GPU performance is extremely sensitive to memory bandwidth. The framebuffer, the depth buffer and all the different textures used in a frame all easily add up to a huge amount of data that has to be read each frame. On the other hand GPUs are not as sensitive to memory access times as CPUs are. As GPUs mostly work on many tasks in parallel memory access times can be hidden by switching to another task while one task waits for its data. For those reasons graphics cards contain huge amounts of custom memory chips. Also for this reason there is a gigantic discrepancy between low end graphics chips, which use the main memory together with the CPU and high end dedicated graphics chips which use very wide connections to dedicated RAM. Bandwidth can range from 14.4 GiB/s (for a GeForce 720) to 336 GiB/s (for a GeForce 780 Ti).

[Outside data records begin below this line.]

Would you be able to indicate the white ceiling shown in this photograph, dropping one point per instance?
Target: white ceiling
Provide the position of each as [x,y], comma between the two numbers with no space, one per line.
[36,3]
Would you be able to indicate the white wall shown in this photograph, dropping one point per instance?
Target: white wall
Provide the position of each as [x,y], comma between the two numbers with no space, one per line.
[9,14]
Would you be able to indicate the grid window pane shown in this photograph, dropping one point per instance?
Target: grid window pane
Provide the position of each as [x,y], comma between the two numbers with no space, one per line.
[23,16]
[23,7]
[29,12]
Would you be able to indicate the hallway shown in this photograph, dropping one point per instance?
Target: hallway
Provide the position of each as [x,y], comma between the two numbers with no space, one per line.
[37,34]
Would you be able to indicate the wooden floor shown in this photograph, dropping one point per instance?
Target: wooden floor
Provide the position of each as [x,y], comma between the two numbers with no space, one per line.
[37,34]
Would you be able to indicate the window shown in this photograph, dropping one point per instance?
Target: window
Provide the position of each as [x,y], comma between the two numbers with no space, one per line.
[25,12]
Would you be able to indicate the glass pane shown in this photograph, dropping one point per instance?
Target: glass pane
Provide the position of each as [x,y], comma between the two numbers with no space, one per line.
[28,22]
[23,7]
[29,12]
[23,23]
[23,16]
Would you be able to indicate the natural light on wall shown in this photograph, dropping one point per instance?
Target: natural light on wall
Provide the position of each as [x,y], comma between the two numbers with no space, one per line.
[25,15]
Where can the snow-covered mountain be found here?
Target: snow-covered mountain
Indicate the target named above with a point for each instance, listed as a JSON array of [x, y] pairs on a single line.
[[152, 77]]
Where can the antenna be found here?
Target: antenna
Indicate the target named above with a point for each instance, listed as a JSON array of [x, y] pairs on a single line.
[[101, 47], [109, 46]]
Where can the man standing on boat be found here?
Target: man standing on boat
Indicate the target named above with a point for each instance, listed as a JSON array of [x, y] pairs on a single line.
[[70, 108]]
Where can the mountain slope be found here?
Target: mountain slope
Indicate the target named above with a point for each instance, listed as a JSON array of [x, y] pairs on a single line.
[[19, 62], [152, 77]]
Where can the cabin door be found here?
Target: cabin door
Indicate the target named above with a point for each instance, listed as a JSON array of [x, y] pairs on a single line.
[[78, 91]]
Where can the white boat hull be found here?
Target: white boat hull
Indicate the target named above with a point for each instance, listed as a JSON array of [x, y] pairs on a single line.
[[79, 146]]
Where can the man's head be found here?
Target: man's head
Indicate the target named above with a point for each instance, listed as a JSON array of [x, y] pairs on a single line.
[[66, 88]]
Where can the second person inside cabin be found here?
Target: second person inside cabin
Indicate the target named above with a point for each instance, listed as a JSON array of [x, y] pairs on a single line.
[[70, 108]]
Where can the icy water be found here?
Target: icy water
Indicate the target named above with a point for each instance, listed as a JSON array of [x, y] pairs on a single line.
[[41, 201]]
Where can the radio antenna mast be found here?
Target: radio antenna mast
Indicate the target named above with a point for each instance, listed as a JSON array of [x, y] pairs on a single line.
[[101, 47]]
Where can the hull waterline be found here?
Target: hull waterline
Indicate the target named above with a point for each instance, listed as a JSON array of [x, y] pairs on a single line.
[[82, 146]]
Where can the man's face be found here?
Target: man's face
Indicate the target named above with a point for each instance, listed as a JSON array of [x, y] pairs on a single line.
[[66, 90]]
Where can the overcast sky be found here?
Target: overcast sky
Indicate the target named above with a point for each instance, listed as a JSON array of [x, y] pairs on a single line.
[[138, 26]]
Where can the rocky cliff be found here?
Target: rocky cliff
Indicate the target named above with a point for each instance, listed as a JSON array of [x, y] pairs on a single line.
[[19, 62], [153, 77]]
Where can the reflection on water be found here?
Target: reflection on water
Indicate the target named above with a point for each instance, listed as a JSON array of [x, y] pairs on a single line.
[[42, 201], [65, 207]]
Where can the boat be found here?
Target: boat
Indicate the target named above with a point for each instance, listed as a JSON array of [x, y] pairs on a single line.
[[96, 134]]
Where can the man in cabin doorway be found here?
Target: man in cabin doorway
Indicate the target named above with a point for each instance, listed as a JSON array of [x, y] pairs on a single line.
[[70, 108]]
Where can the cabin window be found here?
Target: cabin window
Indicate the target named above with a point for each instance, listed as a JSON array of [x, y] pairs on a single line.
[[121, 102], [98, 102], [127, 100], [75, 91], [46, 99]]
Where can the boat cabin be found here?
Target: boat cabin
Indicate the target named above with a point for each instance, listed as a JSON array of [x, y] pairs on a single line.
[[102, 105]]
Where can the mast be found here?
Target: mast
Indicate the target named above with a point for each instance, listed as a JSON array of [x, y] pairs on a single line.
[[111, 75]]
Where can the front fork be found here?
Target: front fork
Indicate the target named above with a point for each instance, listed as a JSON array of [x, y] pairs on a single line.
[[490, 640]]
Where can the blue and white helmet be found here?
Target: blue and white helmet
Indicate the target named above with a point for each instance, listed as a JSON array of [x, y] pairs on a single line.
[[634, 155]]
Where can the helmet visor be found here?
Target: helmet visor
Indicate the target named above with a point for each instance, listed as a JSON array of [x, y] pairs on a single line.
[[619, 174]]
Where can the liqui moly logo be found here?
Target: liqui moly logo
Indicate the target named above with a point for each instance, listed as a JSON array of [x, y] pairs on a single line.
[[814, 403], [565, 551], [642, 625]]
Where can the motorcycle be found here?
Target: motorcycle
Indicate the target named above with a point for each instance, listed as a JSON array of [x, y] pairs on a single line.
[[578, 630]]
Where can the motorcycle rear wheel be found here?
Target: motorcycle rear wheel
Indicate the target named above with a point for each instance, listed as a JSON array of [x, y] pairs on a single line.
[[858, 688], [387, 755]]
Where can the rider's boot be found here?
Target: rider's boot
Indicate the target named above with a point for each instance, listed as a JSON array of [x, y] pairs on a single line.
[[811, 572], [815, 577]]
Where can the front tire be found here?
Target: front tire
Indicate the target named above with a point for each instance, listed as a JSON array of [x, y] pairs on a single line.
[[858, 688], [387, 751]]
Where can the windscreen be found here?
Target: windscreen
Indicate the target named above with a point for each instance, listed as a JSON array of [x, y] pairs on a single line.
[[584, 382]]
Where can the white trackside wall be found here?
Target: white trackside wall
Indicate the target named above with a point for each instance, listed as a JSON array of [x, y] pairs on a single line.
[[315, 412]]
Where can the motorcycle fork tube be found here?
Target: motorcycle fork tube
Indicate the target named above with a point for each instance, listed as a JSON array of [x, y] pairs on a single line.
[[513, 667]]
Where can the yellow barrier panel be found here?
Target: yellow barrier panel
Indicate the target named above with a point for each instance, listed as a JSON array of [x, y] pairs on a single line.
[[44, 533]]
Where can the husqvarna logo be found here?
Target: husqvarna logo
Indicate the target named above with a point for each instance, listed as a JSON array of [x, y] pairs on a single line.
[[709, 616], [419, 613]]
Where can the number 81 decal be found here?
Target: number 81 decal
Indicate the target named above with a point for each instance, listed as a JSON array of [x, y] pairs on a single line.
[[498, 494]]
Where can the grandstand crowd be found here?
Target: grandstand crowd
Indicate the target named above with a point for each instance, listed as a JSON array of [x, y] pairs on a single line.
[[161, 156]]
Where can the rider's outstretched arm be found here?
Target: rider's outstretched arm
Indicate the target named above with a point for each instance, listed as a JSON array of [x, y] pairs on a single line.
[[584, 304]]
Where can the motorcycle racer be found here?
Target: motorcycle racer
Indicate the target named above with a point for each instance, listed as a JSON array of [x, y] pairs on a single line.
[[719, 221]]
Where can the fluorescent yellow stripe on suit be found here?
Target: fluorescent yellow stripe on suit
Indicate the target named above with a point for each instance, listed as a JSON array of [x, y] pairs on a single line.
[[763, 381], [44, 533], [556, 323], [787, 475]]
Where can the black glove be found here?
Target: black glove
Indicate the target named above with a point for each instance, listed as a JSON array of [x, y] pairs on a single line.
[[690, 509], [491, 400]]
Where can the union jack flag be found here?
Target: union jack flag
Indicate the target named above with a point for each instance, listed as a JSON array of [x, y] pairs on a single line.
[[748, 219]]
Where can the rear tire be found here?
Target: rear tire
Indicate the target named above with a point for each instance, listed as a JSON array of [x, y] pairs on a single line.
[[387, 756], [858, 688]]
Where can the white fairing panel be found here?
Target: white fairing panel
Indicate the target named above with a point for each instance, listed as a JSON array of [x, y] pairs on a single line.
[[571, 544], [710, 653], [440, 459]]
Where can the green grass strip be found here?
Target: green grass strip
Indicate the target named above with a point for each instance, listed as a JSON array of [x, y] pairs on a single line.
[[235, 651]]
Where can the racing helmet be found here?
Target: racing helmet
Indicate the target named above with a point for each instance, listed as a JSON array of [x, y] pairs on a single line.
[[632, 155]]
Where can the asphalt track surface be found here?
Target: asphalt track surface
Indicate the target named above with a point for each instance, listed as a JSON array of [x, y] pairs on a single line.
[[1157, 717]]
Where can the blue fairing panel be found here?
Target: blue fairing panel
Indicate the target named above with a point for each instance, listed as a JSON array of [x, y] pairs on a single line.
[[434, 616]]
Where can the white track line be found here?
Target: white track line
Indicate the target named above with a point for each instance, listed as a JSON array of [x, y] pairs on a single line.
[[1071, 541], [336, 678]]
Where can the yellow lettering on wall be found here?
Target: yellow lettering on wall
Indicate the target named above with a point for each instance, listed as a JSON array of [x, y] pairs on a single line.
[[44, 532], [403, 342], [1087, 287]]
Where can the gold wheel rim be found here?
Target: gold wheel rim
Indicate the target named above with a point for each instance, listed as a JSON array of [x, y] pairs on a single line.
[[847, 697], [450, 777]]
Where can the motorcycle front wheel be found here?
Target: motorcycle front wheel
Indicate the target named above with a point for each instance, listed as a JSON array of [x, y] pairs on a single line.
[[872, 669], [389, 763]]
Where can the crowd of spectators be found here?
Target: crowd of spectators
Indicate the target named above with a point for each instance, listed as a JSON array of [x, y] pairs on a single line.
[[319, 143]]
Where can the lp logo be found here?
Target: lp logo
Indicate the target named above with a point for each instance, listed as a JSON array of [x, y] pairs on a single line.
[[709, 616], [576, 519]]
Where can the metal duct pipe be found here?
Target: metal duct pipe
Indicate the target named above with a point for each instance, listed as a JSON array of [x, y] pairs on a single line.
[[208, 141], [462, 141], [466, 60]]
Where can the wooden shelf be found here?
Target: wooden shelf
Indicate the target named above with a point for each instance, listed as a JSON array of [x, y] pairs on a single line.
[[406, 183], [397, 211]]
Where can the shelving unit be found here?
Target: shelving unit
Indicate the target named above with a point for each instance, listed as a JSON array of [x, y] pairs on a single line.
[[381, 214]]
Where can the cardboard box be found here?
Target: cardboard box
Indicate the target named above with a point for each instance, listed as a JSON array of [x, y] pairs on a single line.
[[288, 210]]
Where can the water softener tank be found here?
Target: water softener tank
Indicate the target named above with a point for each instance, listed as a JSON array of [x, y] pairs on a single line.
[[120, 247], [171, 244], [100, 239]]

Modern GPUs contain a huge amount of compute units. Vertex and fragment programs run on the same compute units and are dynamically scheduled. Like CPUs GPUs can use SIMD instructions but unlike CPUs thanks to the restricted programming model programs can be recompiled so that one SIMD instruction can work on multiple vertices or pixels at once. But this trick breaks down when dynamic flow control is used because at that point the calculations done by the same program on different data can converge. Some GPUs handle this by always executing all branches but not writing to memory when executing an inactive branch. Dynamic flow control can be a performance problem on CPUs but it is typically a much bigger one on GPUs.

GPUs also use Symmetric Multithreading (SMT) – multiple shader programs are assigned to every compute unit and during stalls (for example when waiting for memory) the compute units can switch the programs. CPUs also do this and intel calls it Hyperthreading but it is a more effective strategy for GPUs due to the parallel workloads.

Those strategies can fail when the workloads for the GPU are very small – typically when triangles are rendered which are only a few pixels in size. When the typical workload size is smaller than what one compute unit can handle in parallel, performance goes down.

But all that considered the biggest performance trap when programming games is the CPU-GPU communication. Bandwidth between CPU and GPU is often low and drivers often do a lot of unpredictable extra work when graphics functions are called. Even worse when data is transferred from the GPU to the CPU all parallel workloads have to be finished first to move the GPU into a defined state. Therefore CPU-GPU communication should be minimized by minimizing GPU state changes and draw calls. Transferring data from the GPU to the CPU can and should mostly be avoided completely.